In this instance, deprioritizing content publishing efforts is the wrong move, but one you could easily make if you don’t have access to attribution data.

How effective these insights depend on how you measure marketing attribution.

How to measure marketing attribution 

Most marketers will use one of the out-of-the-box models in their attribution software. Though these have flaws (which we’ll discuss shortly), they do provide a baseline understanding of how customers interact with marketing touchpoints.

Single-touch attribution models

Single-touch attribution models give credit to only one touchpoint in the customer journey.

The drawback here is immediately obvious: customers rarely convert off the back of a single touchpoint.

Consider this customer journey map from digital sales consultancy Columbia Road, with 10 touchpoints en route to a decision.

Screenshot of Columbia Road Customer Journey Map

However, there is some merit in these simple attribution models. Consider this customer journey, which approximates the typical path customers take to purchasing from an ecommerce brand:

  • A customer comes to your website via a Google Ad
  • They add a product to their cart, but don’t convert
  • This triggers an abandoned cart email, which the customer sees but doesn’t click on
  • The customer also sees retargeting ads on Facebook, one of which triggers a purchase

At face value, the Facebook ad is entirely responsible for conversion.

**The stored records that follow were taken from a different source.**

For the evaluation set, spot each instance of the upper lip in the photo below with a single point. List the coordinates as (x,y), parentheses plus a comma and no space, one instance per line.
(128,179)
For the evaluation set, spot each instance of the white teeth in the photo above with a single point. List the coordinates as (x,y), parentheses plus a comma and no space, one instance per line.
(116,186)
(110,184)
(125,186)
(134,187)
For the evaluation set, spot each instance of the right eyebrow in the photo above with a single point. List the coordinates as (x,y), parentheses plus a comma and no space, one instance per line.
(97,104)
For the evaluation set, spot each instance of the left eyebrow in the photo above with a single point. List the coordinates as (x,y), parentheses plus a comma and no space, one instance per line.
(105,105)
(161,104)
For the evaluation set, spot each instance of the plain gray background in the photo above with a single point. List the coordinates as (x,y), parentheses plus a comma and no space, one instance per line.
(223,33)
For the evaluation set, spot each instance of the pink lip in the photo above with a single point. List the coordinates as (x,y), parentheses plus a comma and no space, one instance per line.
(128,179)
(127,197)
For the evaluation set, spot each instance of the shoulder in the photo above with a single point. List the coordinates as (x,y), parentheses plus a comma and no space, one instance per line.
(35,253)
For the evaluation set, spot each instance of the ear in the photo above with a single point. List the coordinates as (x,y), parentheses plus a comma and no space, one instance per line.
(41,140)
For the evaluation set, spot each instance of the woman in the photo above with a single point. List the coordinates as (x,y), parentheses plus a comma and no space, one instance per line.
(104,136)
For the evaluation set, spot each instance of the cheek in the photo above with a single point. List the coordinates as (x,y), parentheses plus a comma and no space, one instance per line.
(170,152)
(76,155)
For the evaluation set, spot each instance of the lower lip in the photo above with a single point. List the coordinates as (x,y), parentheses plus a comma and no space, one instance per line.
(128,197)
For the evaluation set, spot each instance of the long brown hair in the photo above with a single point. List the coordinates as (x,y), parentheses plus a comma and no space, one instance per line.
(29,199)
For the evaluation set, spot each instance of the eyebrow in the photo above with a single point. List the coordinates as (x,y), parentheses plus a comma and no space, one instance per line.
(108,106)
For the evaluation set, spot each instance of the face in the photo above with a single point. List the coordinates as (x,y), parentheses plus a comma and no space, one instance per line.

But the first-touch attribution model highlights the Google Ad catalyst.

Single-touch attribution models may not be comprehensive, but they do help you understand how the touchpoints piece together to give you a better indication of what is working.

First-touch attribution 

First-touch attribution

First-touch attribution gives all credit to the first interaction a customer has with your brand. 

It doesn’t matter how many touchpoints came thereafter, or how long it took for the customer to buy after that first interaction. The first click gets 100% of the credit.

In the above example, the initial Google Ad receives all the attribution credit.

Though limited, this attribution model is useful for understanding which marketing activities attract customers. 

You can use that data to optimize top of funnel activities and drive more new leads.

Last-touch attribution 

Last-touch attribution

Last-touch attribution gives all credit to the final touchpoint in the customer journey. This would be the retargeting Facebook ad from our example above.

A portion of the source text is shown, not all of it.